Among their topics: the best and the worst examples of news on the net, online-only news sites, hyperlocal news and collaborative journalism, business models for online newspapers, and the impact of social media on journalism.

Oct 4, 2010 • 1h 44min
Francisco Ricardo, "The Aesthetics of Projective Spatiality: New Media as Critical Objects"
One theme in the contemporary use of space involves the shift from production modeled around a physical, centralized “locus” to new virtual, extended and multi-axial modes of “projective” organization. We see this in new sculpture, new architecture, and, in electronic art, an expressive embrace of geographic dispersal. Although new materials, methods, and media have been central to modernist optimism, many of their resulting physical and actual constructions have been dismissed, discredited, misunderstood, or attacked. Using physical and virtual examples, Ricardo examines the strange tension between unanimous acceptance of new media and materials and the frequent rejection of new forms and structures they have made possible.

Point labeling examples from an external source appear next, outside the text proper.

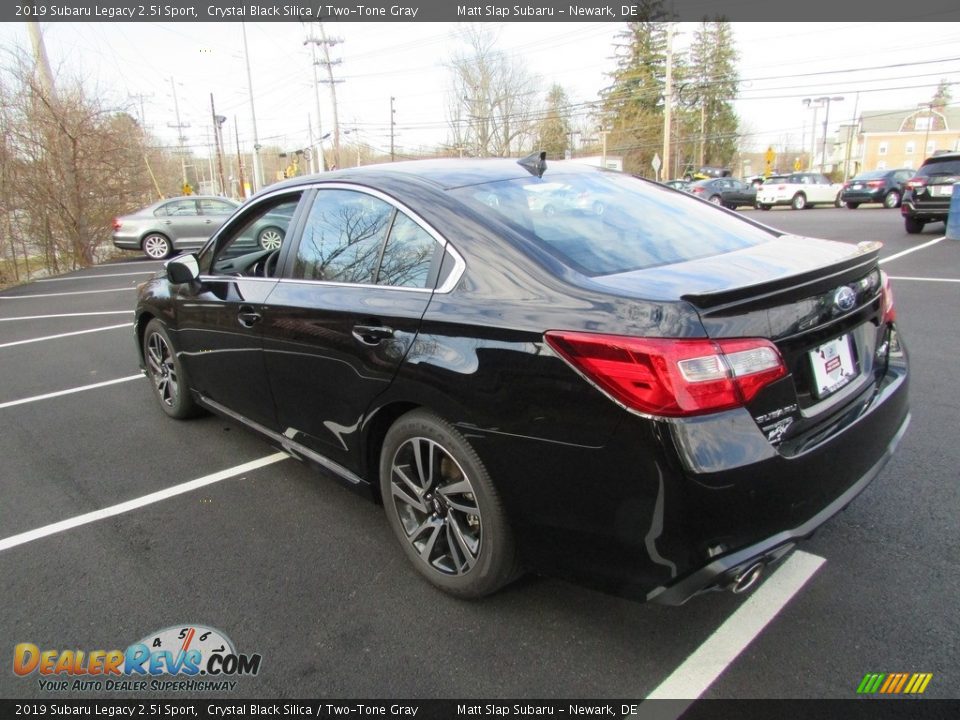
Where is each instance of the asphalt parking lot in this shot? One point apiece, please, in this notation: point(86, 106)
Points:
point(294, 567)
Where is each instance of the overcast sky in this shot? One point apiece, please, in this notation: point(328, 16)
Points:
point(780, 64)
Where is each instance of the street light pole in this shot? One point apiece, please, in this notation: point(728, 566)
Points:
point(826, 121)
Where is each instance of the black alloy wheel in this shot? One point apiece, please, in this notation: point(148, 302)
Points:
point(156, 246)
point(166, 373)
point(444, 508)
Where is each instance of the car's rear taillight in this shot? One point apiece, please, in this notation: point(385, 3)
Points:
point(886, 294)
point(668, 377)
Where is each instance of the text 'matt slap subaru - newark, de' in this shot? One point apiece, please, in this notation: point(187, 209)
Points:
point(643, 393)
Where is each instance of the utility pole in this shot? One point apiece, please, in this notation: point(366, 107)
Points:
point(850, 131)
point(236, 137)
point(326, 43)
point(313, 42)
point(218, 121)
point(257, 164)
point(180, 138)
point(668, 102)
point(392, 126)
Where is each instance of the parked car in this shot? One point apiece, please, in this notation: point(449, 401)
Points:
point(654, 401)
point(709, 171)
point(875, 186)
point(186, 223)
point(679, 184)
point(927, 194)
point(799, 191)
point(727, 192)
point(551, 198)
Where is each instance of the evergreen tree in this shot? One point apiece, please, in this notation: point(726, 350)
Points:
point(554, 128)
point(632, 107)
point(714, 82)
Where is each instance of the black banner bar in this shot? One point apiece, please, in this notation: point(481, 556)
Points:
point(863, 708)
point(463, 11)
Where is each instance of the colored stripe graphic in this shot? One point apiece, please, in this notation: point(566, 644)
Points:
point(894, 683)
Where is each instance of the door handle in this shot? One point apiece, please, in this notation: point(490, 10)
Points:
point(248, 317)
point(371, 334)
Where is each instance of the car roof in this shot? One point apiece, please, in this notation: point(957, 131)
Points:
point(444, 174)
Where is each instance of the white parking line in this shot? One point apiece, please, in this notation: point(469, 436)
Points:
point(127, 264)
point(70, 334)
point(44, 317)
point(78, 292)
point(911, 250)
point(69, 524)
point(901, 277)
point(70, 391)
point(91, 277)
point(704, 666)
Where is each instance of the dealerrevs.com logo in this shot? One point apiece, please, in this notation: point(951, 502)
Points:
point(179, 658)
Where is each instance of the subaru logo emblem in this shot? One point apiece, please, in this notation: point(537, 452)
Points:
point(844, 299)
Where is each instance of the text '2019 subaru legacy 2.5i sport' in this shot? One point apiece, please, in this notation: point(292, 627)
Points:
point(653, 400)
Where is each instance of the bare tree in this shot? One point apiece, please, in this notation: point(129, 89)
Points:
point(491, 108)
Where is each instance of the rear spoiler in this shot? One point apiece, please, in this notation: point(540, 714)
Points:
point(806, 284)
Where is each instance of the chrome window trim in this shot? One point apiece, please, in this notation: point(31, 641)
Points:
point(459, 265)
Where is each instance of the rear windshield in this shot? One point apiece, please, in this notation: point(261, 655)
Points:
point(940, 167)
point(606, 223)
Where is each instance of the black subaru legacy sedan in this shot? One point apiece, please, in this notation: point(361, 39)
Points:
point(643, 393)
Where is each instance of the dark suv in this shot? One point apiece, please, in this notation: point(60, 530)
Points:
point(927, 195)
point(875, 186)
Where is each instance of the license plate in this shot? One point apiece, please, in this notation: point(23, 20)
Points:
point(833, 366)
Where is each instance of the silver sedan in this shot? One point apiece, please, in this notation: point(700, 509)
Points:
point(185, 223)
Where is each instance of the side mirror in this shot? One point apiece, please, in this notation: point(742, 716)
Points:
point(184, 269)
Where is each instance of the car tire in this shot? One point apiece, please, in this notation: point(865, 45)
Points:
point(270, 238)
point(156, 246)
point(913, 226)
point(444, 509)
point(166, 373)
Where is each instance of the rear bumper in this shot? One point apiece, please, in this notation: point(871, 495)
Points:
point(862, 196)
point(126, 242)
point(926, 212)
point(667, 509)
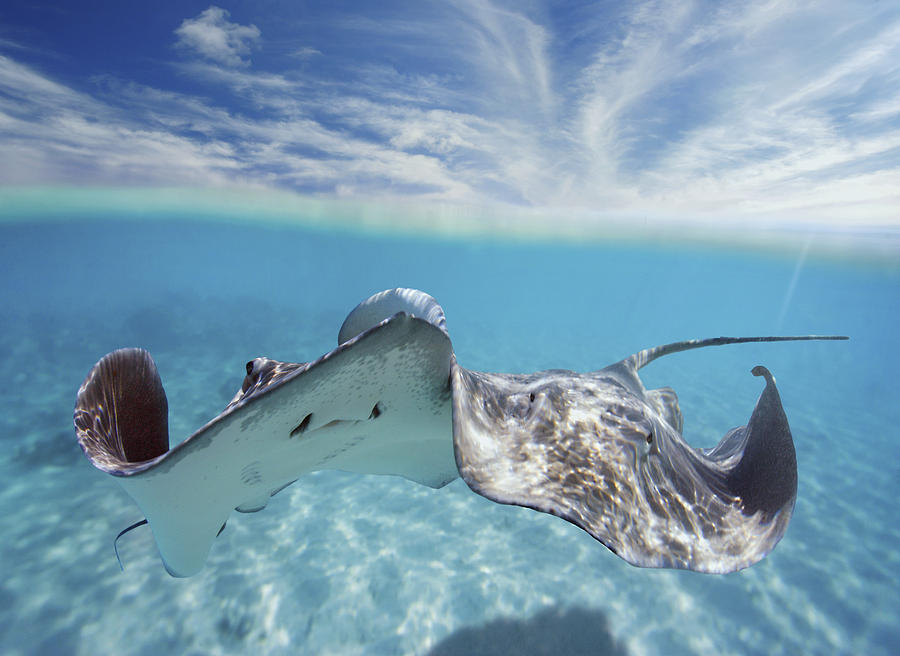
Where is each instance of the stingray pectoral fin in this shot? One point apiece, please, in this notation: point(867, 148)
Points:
point(379, 404)
point(588, 449)
point(764, 478)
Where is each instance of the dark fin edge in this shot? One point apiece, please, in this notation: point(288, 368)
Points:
point(765, 478)
point(121, 533)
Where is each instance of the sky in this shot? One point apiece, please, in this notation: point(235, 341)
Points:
point(781, 113)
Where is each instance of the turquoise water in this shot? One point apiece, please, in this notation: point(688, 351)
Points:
point(348, 564)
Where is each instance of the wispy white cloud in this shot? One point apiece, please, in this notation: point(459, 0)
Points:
point(213, 37)
point(779, 111)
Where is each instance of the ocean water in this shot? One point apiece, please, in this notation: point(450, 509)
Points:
point(348, 564)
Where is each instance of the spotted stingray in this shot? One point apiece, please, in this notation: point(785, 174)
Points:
point(597, 449)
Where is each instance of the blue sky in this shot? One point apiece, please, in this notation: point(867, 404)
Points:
point(770, 112)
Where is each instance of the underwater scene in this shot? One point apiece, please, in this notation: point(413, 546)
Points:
point(344, 563)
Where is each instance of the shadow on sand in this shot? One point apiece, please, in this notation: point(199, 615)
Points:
point(571, 631)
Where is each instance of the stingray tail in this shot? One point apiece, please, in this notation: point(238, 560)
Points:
point(645, 357)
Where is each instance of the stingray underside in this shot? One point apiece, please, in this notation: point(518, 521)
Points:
point(603, 453)
point(379, 403)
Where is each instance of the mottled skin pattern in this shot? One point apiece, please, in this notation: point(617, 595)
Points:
point(596, 450)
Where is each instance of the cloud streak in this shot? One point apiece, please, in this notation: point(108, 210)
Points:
point(213, 37)
point(781, 112)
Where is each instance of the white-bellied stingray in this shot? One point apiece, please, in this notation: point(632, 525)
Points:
point(597, 449)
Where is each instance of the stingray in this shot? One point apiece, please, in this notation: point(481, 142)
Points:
point(596, 449)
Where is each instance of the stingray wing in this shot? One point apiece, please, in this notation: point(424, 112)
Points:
point(596, 451)
point(379, 403)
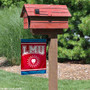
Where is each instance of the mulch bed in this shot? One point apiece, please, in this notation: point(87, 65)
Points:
point(65, 70)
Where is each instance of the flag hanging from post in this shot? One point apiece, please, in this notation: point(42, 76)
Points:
point(33, 56)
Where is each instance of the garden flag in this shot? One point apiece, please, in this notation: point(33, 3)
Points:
point(33, 56)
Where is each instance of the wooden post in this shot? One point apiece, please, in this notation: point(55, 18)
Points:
point(53, 81)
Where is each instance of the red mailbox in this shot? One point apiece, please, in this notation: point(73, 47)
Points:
point(45, 19)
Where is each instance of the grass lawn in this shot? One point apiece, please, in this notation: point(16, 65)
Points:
point(11, 80)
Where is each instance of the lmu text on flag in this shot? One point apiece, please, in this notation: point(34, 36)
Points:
point(33, 56)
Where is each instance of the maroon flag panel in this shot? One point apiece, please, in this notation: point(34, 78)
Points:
point(33, 56)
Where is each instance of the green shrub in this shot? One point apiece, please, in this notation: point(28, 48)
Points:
point(11, 33)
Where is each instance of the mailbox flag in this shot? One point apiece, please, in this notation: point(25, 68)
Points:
point(33, 56)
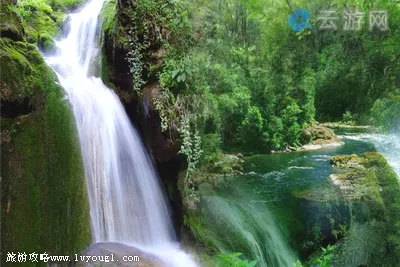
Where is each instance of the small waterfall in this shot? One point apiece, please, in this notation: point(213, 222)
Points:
point(387, 144)
point(126, 201)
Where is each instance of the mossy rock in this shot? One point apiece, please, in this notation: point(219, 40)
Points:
point(20, 75)
point(46, 43)
point(317, 134)
point(10, 23)
point(44, 204)
point(374, 197)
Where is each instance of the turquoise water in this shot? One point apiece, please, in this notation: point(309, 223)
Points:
point(283, 208)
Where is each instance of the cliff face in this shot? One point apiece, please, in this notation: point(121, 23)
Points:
point(44, 206)
point(136, 89)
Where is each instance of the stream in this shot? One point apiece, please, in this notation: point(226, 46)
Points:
point(283, 202)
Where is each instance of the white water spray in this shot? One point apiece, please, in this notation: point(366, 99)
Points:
point(126, 202)
point(387, 144)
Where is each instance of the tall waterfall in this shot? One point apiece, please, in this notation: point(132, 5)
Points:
point(126, 202)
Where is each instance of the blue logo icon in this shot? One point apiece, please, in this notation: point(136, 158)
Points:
point(299, 20)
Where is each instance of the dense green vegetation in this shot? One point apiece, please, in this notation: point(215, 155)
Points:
point(244, 80)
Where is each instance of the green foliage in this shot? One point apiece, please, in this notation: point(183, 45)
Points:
point(41, 165)
point(348, 117)
point(324, 260)
point(234, 260)
point(43, 18)
point(211, 149)
point(386, 112)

Francisco Ricardo is media and contemporary art theorist. A Research Associate at the University Professors Program and co-director of the Digital Video Research Archive at Boston University, he also teaches digital media theory at the Rhode Island School of Design. His research examines historical, conceptual, and computational intersections between contemporary art and architecture, on one hand,and new media art and literature, on the other. Recent publications include Cyberculture and New Media (Rodopi, 2009) and Literary Art in Digital Performance (Continuum, 2009).